Anyone in a senior leadership role will still be doing multiple jobs outside of their own — plus you never really forget how to run campaigns. It’s like riding a bike. This can mean running flagship campaigns solo. What does this mean in practice? Everything from campaign setup, attending all the client meetings, planning revisions right the way through to reporting and monitoring. I’ve been working on campaigns into the early hours of the morning waiting for them to approve things before it goes live.

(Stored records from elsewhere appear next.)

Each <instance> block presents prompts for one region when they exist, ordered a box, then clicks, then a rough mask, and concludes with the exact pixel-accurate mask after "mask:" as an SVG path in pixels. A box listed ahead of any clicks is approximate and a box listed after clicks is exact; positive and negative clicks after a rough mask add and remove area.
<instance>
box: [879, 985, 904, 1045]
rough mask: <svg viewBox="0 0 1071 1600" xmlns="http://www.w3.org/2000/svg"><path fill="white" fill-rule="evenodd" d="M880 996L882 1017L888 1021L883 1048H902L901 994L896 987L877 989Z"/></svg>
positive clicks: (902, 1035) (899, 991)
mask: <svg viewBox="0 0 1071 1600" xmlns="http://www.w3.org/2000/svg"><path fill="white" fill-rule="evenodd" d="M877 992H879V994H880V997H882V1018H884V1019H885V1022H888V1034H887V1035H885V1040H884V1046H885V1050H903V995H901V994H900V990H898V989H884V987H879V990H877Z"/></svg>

Sadly, Covid-19 has made things difficult to navigate at home. In the office, that pressure wouldn’t be so intense because you’d be around loads of people who are doing the work with you. The sense of camaraderie is so important in an agency environment.

So working remotely compounds these issues? 

Generally, when I’m in the office the camaraderie is strong whereas now that’s been stripped away. All the good things about agency life have been stripped away by the pandemic. There’s no nice lunches, no banter among teammates and there’s no fun work trips.

A team meeting on a Zoom screen isn’t the same as sitting next to your colleague. There’s a hidden human cost to all this money going into digital. When I look back at my career, the best moments I had came from someone asking for a “favor” to do something basic which turned into something bigger like a new business pitch or to manage a client. How can you replace this especially for junior people? The video conferencing tools cannot replicate serendipity.

How do you and your colleagues deal with this? 

People just bunker down, isolate and just work. There’s no commute, there’s no lunchtime or after work drinks. It’s all gone. But when it gets too much they leave. And when you think about it, it’s easy to see why people make these decisions and leave to join one of the big tech companies or in-house where the deal for employees is just a lot better. I have colleagues that have done this and have thought about doing the same thing. You go to these companies because they’re more stable businesses and the job security is good. The only other option is to go to another agency. Often, it’s the only way you climb the ladder in this industry, especially if you’re a person of color.